However much technology advances, the primary mode of human expression and communication remains the spoken word. So technology will just have to be more accommodating.
Research into computer voice recognition has been going on for as long as there have been computers. IBM, for instance, began working on voice technologies in the 1950s in pursuit of Defense Department objectives like trying to read Russian messages during the Cold War. Since then, voice recognition research has turned toward more commercial applications.
"What we have been doing is steadily building a broad portfolio of voice capabilities," says Nigel Beck, director of marketing for IBM Voice Systems. "Then, as those capabilities mature, we try to put them into the right type of product."
Until recently, however, few voice technologies have delivered practical value. Far from understanding the substance--let along the intent--of your speech, they have been mainly good for the crypto-mystical quality of faulty transcriptions like "He hath delivered to whom of his head confides."
But advances in processing power and memory have put increasingly powerful algorithms within reach of the average PC.
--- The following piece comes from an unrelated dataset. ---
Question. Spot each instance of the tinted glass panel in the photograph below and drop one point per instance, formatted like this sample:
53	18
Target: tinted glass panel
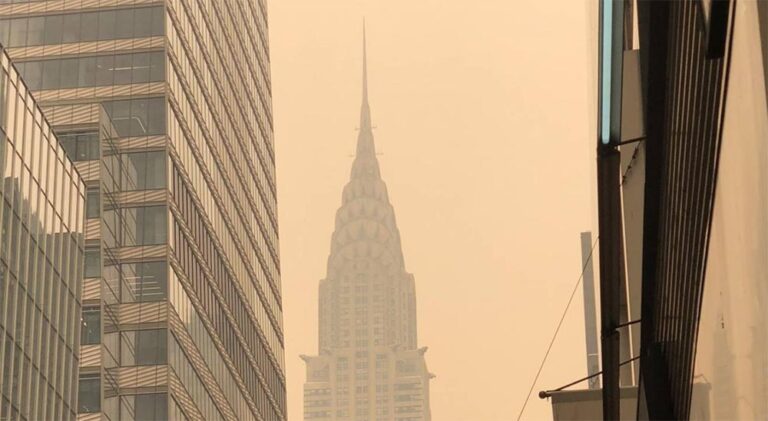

"The basic statistical models that drive speech recognition have gotten much more sophisticated," says David Wald, senior technology advisor at Dragon Systems, a long-time developer of speech recognition software. "What has come along with that is the processing power on personal computers, and the memory that goes with it, have both increased to the point where we actually can use more sophisticated modeling technology."
The biggest remaining barriers to leveraging these tools, then, have more to do with cynicism based on previous experience than with the current state of technology.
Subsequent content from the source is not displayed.